The best way to survey your audience is to ask if they’re interested in hearing more from you on specific topics or concepts. And thanks to link triggers, you can do that right inside your email. Check out how Caitlin Bacher does exactly that for her subscribers:
Snazzy, right?! So when someone clicks a link inside that email to tell Caitlin what describes their business best, they then get a tag assigned on the back end of the system and that tag tells Caitlin who’s ready to purchase a program or hear about a webinar she’s hosting for, say, product selling people. Link triggers are an incredibly powerful way to survey your audience and have all of the data automagically compiled for you right in your email provider. That is, if you have ConvertKit. 😉
This one’s fun, right? Sure, share your posts on social media. Absolutely make that happen. In fact, share them multiple times a day and be sure to share posts “from the archives” too. Play around with different headlines to see what gets the most traction, use images and try them without, and, as always, make your social posts meaningful and not spammy.
The Real Tip:
Find the right social platform for you and stay there. There’s absolutely no need to try to be everywhere at once. Have you ever tried to do that in real life? Go ahead and try to be at the mall with your friends, sitting in church, at a little league baseball game, and writing at a coffee shop. It simply can’t be done.
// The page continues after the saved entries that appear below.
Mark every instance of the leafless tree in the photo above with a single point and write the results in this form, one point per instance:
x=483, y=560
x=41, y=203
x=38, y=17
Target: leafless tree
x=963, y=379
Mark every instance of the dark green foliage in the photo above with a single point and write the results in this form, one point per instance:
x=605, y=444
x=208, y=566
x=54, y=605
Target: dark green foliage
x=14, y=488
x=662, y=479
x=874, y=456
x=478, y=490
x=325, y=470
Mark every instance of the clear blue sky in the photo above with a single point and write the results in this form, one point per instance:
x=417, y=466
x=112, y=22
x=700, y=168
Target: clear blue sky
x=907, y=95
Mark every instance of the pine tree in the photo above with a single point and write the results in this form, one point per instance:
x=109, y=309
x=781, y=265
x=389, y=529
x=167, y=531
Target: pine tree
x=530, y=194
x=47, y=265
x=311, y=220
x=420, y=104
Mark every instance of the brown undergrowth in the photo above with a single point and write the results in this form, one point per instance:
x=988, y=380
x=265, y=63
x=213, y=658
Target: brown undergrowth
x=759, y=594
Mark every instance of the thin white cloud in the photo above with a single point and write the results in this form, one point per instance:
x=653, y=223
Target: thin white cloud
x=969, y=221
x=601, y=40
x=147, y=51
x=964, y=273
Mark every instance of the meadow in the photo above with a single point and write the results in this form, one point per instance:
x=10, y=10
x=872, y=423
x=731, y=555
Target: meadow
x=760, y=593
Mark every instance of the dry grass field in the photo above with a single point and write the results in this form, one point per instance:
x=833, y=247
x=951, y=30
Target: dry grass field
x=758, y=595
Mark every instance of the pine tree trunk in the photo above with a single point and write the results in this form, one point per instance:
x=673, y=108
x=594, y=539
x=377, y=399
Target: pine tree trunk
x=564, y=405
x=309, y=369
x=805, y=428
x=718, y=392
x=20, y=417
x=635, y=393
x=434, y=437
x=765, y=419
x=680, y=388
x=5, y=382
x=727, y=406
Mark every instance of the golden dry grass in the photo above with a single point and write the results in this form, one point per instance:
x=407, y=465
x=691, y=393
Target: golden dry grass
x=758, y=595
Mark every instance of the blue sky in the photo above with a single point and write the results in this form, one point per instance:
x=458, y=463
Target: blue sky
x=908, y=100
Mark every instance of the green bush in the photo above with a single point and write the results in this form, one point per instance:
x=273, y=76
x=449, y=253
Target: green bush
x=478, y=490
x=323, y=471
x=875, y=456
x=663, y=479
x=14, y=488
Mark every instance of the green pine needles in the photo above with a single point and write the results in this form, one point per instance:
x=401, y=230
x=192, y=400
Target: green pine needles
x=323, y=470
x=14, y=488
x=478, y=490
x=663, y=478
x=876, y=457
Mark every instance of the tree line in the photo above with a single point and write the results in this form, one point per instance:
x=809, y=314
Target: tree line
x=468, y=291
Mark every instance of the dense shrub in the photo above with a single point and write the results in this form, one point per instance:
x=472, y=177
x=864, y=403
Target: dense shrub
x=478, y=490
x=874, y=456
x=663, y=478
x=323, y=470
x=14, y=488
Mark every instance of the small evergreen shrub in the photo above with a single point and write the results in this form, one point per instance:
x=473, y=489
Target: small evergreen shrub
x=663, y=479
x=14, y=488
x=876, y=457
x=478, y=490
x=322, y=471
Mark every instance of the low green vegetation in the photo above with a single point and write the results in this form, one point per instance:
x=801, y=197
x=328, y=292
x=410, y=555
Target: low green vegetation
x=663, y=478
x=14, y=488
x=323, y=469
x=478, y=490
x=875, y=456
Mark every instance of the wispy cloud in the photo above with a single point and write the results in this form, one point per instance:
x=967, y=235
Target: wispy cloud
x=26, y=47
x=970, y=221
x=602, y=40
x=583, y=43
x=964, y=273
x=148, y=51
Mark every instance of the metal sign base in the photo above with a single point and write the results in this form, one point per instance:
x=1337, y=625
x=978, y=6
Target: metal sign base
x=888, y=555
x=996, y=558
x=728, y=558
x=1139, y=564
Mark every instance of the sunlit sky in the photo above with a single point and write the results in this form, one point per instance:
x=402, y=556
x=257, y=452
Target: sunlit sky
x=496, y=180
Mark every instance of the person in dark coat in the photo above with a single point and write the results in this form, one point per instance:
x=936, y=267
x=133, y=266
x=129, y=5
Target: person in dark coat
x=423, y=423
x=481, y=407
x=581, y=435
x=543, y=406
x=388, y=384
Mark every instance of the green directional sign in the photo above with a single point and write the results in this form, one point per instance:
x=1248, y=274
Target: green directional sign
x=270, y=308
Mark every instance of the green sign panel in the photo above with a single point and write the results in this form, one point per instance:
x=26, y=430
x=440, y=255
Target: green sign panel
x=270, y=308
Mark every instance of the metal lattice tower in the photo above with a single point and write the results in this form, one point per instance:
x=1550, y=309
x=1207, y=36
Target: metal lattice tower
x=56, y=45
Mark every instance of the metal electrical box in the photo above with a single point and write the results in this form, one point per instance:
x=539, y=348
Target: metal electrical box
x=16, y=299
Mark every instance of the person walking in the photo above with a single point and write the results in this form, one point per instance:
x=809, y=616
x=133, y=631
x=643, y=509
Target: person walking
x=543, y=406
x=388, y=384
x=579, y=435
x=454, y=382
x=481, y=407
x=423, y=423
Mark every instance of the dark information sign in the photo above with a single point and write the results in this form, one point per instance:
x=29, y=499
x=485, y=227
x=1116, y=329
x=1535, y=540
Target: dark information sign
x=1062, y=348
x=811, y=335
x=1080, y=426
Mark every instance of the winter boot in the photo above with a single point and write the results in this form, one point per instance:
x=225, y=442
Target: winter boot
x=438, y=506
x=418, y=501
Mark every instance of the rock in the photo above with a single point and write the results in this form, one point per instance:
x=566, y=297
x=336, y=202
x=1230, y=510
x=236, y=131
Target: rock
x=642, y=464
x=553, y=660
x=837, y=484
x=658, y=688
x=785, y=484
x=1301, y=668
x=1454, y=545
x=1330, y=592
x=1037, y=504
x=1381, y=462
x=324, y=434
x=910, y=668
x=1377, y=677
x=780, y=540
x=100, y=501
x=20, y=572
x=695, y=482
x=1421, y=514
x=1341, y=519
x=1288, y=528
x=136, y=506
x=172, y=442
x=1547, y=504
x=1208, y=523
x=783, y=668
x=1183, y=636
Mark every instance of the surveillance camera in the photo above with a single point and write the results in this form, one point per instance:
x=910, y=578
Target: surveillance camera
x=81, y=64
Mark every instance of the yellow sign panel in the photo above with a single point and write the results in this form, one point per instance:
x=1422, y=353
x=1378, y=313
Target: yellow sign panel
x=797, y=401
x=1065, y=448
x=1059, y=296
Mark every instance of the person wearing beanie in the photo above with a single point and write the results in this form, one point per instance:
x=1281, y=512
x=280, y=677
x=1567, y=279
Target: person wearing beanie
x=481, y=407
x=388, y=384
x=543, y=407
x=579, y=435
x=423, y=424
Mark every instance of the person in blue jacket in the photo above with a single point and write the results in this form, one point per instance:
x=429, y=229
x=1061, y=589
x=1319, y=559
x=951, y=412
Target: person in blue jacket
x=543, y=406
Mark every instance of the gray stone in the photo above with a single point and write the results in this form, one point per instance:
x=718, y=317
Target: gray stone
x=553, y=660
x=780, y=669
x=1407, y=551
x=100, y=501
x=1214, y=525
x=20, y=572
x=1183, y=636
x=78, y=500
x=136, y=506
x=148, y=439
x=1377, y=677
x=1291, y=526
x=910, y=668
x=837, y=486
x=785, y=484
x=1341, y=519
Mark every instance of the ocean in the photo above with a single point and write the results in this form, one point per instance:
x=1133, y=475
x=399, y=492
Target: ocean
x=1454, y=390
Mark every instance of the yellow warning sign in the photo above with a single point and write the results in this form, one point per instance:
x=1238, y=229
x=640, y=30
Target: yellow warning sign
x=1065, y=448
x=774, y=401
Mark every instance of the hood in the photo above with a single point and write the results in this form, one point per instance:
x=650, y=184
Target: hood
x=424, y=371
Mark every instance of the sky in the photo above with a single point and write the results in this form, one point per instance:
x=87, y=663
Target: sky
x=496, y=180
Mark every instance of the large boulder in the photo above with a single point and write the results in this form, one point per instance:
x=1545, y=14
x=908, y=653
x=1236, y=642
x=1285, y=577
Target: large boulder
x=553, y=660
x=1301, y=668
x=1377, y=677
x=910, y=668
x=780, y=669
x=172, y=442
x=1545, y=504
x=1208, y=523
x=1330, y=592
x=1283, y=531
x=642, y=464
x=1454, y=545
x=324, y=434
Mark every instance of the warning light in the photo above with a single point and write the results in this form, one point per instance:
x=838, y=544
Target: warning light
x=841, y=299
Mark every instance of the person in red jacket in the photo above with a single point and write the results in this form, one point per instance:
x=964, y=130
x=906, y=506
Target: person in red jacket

When you’re on every single social media platform known to man, your message gets diluted. Not to mention the fact that, unless you have a social media manager to help you make the magic happen, you’re spending a ton of time creating all of that social content instead of focusing on your blog and clients.
While a focus on growing your blog traffic might equate to being in as many places as possible, it’s actually quite the opposite. Pick two (maybe three) platforms and hone in on them. Love the people who are there. Give them more. Let them help you spread your message. Wash, rinse, repeat. When you’re everywhere, you’re nowhere. And your blog deserves to be somewhere.
We hear it all the time.
“I have a blog but I haven’t written on it since February….. of 2012.”
“My editorial calendar is sitting in Asana, I just never stick with using it.”
“I really need to be more consistent with my email list.”
Yep. Ya do. Consistency really is key to real blogging magic and nothing is successful overnight. Remember not to compare your beginning to someone else’s middle or end. Consistency is a game changer, to the point that Nathan’s entire episode of the Reach Podcast was about how consistency led to this very business who’s blog you have the pleasure of reading right now.
It's like we go back to when we learned how to ride a bike, you would get excited about riding your bike every single day just so you could practice and learn and keep doing it, and now, you don't have to ride a bike every day in order to know you can ride a bike, so, same thing for blogging. When you're first sitting down to write consistently (and consistently can look like different things) it could be daily, it could be making sure your email goes out to your list every single week. Your consistency can look different, just make sure that it's there so that later on, like now, you can sit down and write a blog post no problem, basically any time you feel like it, because you have that muscle built up of writing a thousand words every day.
The Real Tip:
Don’t just talk about it. Do it. Show up. Do the work. Write every day. Email your list consistently. Use the plan you setup. Consistency truly does pay off to those who put it out there. That’s how the pros increase their blog traffic, and it’s how you can too.
With these Real Tips in your back pocket, you can leverage your blog like the pros and see measurable results. Remember that there’s no such thing as an “overnight success” but with these tips close by, you truly can see your blog traffic skyrocket over time.